The deeper the addict falls within his addiction the more self-absored they will become. There will be room for no one else. The drug will become the most important thing in their lives.
Using addicts are untrustworthy even though they may proclaim to love you. Here’s why: They will justify their actions by using a theory of “personal exceptionalism”. This theory works like this:
Under ordinary circumstances most people would find these behaviors unacceptable;
But these are not ordinary circumstances; and I am not an ordinary person;
Therefore I can commit these acts with impunity- not being punished. ” And I need to get my drug!”
When I was 6 months into recovery, my boyfriend, the guy with whom I first used crack, the only person with whom I smoked crack, was released from a 5 month stint at Hazelden. (His 5th time in inpatient drug treatment.)
He convinced the administrators at Hazelden to allow him to do his halfway house portion of his court mandated sentence at his mothers mansion which sat on five acres of land in the wealthy community of Bellevue Washington.
He lasted 9 days.
His mother kicked him out and he came to live with me.
He stole from and lied to me.

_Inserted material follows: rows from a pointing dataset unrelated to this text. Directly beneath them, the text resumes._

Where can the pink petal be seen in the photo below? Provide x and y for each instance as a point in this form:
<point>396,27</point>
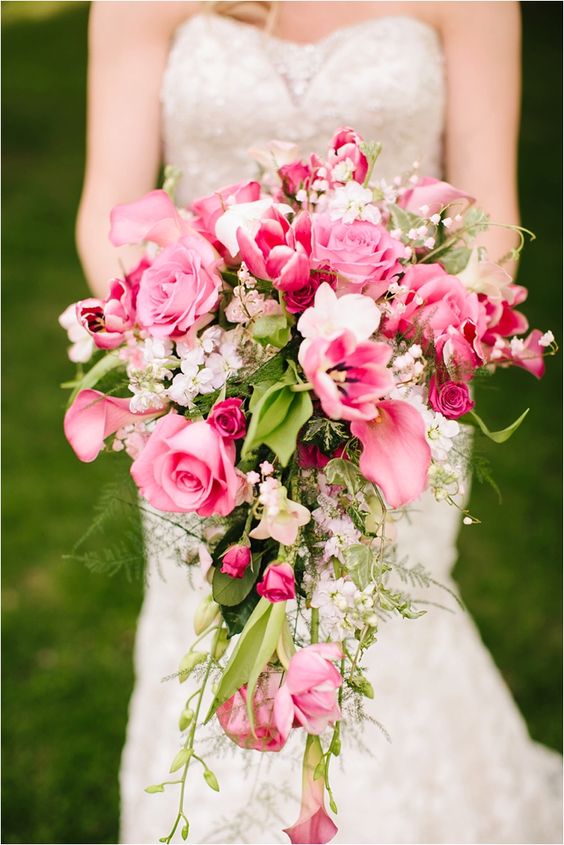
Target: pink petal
<point>92,417</point>
<point>152,218</point>
<point>395,453</point>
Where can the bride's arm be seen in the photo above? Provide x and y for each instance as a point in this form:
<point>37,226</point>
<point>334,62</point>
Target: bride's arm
<point>128,48</point>
<point>483,66</point>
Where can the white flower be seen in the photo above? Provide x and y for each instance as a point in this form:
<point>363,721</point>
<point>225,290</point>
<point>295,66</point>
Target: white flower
<point>246,216</point>
<point>546,339</point>
<point>82,343</point>
<point>353,202</point>
<point>331,314</point>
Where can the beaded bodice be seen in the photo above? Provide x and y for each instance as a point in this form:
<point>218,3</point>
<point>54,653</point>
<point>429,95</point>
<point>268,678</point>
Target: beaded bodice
<point>228,86</point>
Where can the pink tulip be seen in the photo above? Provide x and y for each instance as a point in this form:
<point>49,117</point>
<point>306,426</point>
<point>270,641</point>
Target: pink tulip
<point>279,251</point>
<point>236,560</point>
<point>395,453</point>
<point>347,376</point>
<point>107,320</point>
<point>309,694</point>
<point>187,467</point>
<point>277,583</point>
<point>92,417</point>
<point>234,720</point>
<point>436,195</point>
<point>314,824</point>
<point>152,218</point>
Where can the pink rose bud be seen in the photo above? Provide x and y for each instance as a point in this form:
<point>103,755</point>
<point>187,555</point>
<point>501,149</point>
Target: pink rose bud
<point>235,560</point>
<point>228,419</point>
<point>452,398</point>
<point>309,694</point>
<point>234,720</point>
<point>277,583</point>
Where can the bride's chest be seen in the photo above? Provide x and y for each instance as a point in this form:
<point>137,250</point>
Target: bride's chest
<point>228,86</point>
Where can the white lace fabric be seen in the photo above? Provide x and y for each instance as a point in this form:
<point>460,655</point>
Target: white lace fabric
<point>460,766</point>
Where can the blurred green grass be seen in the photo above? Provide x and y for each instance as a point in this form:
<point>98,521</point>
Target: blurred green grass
<point>68,634</point>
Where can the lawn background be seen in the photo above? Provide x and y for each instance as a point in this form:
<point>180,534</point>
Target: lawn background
<point>68,633</point>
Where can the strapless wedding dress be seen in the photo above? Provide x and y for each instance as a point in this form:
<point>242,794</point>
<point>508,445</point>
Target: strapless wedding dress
<point>459,765</point>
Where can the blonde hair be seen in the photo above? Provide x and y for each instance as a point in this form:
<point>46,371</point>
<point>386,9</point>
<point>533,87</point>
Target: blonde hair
<point>261,13</point>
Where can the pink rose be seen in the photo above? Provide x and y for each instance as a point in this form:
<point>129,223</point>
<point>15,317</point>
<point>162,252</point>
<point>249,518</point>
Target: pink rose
<point>235,560</point>
<point>187,467</point>
<point>309,694</point>
<point>347,376</point>
<point>107,320</point>
<point>209,209</point>
<point>436,195</point>
<point>451,399</point>
<point>432,303</point>
<point>362,252</point>
<point>228,419</point>
<point>277,583</point>
<point>233,718</point>
<point>345,150</point>
<point>180,286</point>
<point>92,417</point>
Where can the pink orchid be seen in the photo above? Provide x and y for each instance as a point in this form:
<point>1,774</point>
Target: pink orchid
<point>234,719</point>
<point>277,250</point>
<point>92,417</point>
<point>436,195</point>
<point>314,825</point>
<point>152,218</point>
<point>395,453</point>
<point>309,693</point>
<point>107,320</point>
<point>282,520</point>
<point>348,376</point>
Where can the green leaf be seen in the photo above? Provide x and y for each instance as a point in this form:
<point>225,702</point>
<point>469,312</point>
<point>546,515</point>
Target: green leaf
<point>181,759</point>
<point>271,329</point>
<point>229,591</point>
<point>106,364</point>
<point>358,561</point>
<point>272,631</point>
<point>278,416</point>
<point>211,780</point>
<point>242,660</point>
<point>237,617</point>
<point>455,259</point>
<point>497,436</point>
<point>346,474</point>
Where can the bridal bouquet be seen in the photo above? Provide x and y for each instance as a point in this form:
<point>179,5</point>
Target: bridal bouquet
<point>292,360</point>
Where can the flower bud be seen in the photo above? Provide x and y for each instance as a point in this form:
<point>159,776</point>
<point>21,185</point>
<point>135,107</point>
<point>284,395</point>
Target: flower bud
<point>207,611</point>
<point>220,644</point>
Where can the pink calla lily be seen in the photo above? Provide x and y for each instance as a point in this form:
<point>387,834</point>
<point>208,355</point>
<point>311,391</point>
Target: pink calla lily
<point>92,417</point>
<point>314,824</point>
<point>152,218</point>
<point>395,453</point>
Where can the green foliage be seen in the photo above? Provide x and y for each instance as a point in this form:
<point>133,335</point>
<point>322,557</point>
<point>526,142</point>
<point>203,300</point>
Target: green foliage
<point>278,414</point>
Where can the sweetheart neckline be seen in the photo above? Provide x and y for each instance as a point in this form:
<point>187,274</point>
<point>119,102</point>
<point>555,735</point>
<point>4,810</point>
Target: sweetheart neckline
<point>322,43</point>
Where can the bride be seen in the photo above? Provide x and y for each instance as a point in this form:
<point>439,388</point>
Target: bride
<point>436,82</point>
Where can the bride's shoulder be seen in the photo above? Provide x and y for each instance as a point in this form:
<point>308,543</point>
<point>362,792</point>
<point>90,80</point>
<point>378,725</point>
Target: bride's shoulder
<point>159,18</point>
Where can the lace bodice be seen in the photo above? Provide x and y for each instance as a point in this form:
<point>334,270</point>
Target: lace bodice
<point>383,76</point>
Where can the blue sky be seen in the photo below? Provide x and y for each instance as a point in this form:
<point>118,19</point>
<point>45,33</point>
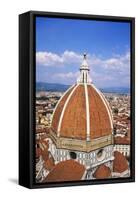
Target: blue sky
<point>60,44</point>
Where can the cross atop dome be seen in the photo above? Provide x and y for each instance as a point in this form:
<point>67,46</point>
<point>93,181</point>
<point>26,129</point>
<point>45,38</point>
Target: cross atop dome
<point>84,71</point>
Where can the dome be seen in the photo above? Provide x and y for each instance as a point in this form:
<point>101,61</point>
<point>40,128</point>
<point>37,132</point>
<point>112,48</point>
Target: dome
<point>68,170</point>
<point>82,113</point>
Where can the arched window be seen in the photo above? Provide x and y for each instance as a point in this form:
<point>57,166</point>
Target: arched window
<point>73,155</point>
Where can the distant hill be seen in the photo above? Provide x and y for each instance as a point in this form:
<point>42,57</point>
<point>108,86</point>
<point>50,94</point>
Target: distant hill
<point>120,90</point>
<point>41,86</point>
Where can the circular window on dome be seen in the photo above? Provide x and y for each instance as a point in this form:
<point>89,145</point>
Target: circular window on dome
<point>73,155</point>
<point>101,155</point>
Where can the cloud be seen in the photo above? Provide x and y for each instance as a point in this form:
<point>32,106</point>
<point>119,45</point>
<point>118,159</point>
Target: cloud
<point>52,59</point>
<point>114,70</point>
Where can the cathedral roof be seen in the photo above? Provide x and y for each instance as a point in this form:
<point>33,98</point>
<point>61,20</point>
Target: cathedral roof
<point>82,113</point>
<point>120,163</point>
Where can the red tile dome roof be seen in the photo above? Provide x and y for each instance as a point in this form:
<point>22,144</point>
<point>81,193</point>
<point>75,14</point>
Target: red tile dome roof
<point>82,113</point>
<point>68,170</point>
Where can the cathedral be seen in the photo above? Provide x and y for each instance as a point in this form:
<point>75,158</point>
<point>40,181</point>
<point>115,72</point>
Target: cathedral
<point>80,142</point>
<point>82,126</point>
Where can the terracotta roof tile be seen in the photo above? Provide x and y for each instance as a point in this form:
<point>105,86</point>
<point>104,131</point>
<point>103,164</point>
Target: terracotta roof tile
<point>49,164</point>
<point>74,120</point>
<point>102,172</point>
<point>122,140</point>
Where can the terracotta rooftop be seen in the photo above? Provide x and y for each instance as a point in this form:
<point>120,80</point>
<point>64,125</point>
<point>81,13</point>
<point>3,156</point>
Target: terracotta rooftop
<point>49,164</point>
<point>72,114</point>
<point>102,172</point>
<point>122,140</point>
<point>68,170</point>
<point>120,163</point>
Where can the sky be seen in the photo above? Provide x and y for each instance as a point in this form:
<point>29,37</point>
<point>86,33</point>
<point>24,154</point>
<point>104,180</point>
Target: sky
<point>60,44</point>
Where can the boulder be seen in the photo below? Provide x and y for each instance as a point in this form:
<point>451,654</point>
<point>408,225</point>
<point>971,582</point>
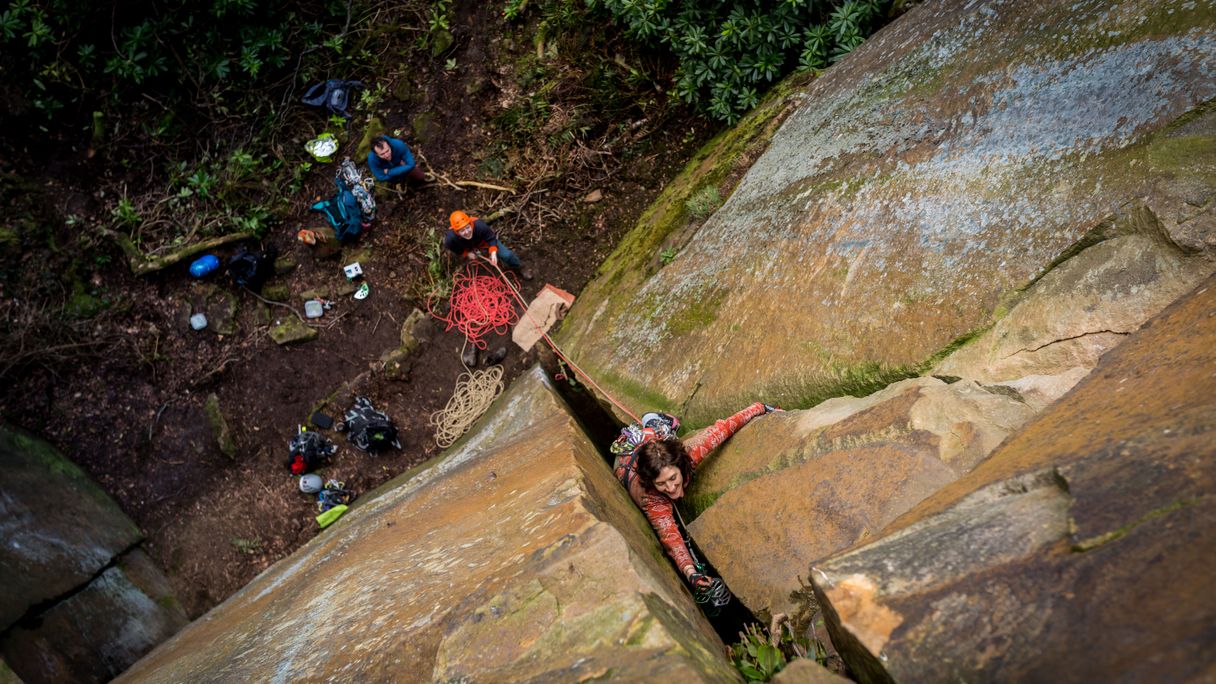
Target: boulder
<point>925,178</point>
<point>1122,273</point>
<point>1081,550</point>
<point>58,527</point>
<point>797,487</point>
<point>97,632</point>
<point>514,556</point>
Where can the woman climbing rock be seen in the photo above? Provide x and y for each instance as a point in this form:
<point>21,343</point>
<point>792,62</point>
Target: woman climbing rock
<point>656,469</point>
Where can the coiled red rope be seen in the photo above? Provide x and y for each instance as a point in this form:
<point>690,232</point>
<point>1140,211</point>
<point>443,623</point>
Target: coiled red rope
<point>480,302</point>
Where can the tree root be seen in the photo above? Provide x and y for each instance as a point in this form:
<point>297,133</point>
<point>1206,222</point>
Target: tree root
<point>142,264</point>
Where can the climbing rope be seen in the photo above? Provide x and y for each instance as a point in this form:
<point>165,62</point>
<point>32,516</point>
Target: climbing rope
<point>480,303</point>
<point>579,371</point>
<point>476,390</point>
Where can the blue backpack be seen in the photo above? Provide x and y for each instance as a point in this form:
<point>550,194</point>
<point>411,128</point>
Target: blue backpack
<point>352,207</point>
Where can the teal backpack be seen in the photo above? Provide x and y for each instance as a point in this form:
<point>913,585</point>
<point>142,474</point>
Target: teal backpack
<point>352,208</point>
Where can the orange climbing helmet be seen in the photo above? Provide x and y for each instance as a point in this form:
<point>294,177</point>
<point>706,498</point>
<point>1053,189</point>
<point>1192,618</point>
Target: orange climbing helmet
<point>459,219</point>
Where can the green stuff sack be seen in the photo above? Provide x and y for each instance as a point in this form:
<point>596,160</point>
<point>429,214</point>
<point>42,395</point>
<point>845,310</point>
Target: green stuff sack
<point>327,517</point>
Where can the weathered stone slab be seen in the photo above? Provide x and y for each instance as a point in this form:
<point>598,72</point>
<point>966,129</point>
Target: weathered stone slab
<point>805,671</point>
<point>799,486</point>
<point>1081,550</point>
<point>99,632</point>
<point>1125,272</point>
<point>517,556</point>
<point>936,169</point>
<point>58,527</point>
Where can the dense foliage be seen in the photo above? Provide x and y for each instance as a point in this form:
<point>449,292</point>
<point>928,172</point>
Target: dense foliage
<point>730,52</point>
<point>74,56</point>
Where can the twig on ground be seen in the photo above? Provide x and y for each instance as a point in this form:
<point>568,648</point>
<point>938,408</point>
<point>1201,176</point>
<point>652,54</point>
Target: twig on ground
<point>157,419</point>
<point>288,307</point>
<point>485,185</point>
<point>335,321</point>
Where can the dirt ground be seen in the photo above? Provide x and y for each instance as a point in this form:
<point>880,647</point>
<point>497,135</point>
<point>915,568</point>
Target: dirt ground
<point>133,415</point>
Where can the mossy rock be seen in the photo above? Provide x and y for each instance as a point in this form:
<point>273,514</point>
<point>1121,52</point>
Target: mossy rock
<point>292,331</point>
<point>10,242</point>
<point>398,364</point>
<point>375,127</point>
<point>83,306</point>
<point>440,40</point>
<point>285,265</point>
<point>219,426</point>
<point>277,292</point>
<point>220,307</point>
<point>423,125</point>
<point>410,341</point>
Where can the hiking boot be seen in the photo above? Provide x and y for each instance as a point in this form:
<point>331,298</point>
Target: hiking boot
<point>496,357</point>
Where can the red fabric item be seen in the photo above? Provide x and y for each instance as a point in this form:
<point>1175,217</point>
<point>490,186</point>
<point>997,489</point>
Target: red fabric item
<point>658,508</point>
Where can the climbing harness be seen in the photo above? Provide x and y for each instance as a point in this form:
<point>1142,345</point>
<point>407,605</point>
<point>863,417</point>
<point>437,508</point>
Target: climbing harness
<point>474,392</point>
<point>333,494</point>
<point>652,427</point>
<point>479,303</point>
<point>714,596</point>
<point>367,429</point>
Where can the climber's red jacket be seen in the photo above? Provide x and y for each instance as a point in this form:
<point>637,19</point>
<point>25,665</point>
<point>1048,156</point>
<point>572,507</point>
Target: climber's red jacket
<point>658,508</point>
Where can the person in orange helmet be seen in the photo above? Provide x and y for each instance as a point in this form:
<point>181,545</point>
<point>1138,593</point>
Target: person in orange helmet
<point>469,236</point>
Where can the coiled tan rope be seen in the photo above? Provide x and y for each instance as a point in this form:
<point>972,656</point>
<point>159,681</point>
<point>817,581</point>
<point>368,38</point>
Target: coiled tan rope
<point>476,390</point>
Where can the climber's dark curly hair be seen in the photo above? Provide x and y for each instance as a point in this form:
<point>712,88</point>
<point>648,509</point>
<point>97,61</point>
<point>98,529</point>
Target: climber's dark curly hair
<point>653,457</point>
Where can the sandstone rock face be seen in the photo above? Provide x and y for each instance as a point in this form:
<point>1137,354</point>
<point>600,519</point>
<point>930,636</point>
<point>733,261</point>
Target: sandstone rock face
<point>799,486</point>
<point>58,527</point>
<point>514,558</point>
<point>1080,551</point>
<point>1126,272</point>
<point>100,631</point>
<point>940,167</point>
<point>79,601</point>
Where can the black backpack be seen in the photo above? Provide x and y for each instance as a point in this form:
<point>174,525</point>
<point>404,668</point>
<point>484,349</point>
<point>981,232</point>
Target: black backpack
<point>369,429</point>
<point>251,268</point>
<point>333,95</point>
<point>308,452</point>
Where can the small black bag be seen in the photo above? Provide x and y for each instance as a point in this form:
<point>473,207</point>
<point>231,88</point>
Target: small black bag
<point>251,268</point>
<point>369,429</point>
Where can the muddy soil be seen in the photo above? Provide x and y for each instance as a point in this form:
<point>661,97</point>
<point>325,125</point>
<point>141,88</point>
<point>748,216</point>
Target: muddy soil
<point>133,413</point>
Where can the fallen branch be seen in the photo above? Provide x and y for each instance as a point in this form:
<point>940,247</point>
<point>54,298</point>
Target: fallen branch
<point>484,185</point>
<point>288,307</point>
<point>142,264</point>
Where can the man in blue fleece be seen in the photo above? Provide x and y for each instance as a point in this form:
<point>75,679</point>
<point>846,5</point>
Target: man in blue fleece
<point>392,161</point>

He stole the money I needed to pay ($40) to see my children for my supervised visits.
Ultimately he stole a full length Christian Dior cashmere coat, my computer, and the bumper from my BMW. All of which he sold or traded for crack.
It took me years to get over him, mostly because I thought if I loved him enough he would stop using. I know now it’s impossible to love an addict while they are using. I was lucky- I did not relapse in the time he was living in my apartment. Thank God.